Ответ Худосокова поверг нас в раздумье. Мы почувствовали, что знаем что-то сокровенное о Сердце Дьявола, что был какой-то вещий сон, и стоит лишь немного напрячься, и он вспомнится нам, и все прояснится. Наше душевное напряжение (именно оно – так нам показалось) смяло все окружающее, оно заколебалось и исчезло, и мы оказались в самом центре пустого пространства, распространяющегося до самых границ Вселенной. И это пространство напомнило нам откровения Судьи:
– ...в космическом вакууме все взаимосвязано – это... единая сущность, похожая на абсолютно твердое тело...
И мы, уверовав в эти слова, устремились на самый край Вселенной и услышали там смятенные голоса-мысли:
– Сердце Дьявола забилось! Оно забилось!!!

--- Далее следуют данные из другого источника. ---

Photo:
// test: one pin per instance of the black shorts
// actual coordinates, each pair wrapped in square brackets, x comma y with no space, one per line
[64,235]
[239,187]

И не успели мы вникнуть в эти, несомненно, панические слова-мысли, как раздался звук, немедленно разрушивший бесконечную доступность Вселенную, звук, тотчас же вернувший нас в лапы Худосокова – это со стола упала на дерево пола столовая ложка.
* * *
...Первыми на медкомиссию ушла Ольга с детьми. Полторы бутылки шампанского прилепили к ее лицу отчетливую тень равнодушия. Через час увели Веронику с Софией, затем Бельмондо. Проводив его глазами, Баламут поморщился:
– Мы тут как евреи в Освенциме. Нас измеряют, над нами издеваются, а нам все до лампочки... Стадо баранов, хоть шкуру снимай...
– На колючую проволоку под током советуешь броситься? – спросил я, отпивая шампанское из горлышка бутылки. – Мало тебе Шварц по морде надавал?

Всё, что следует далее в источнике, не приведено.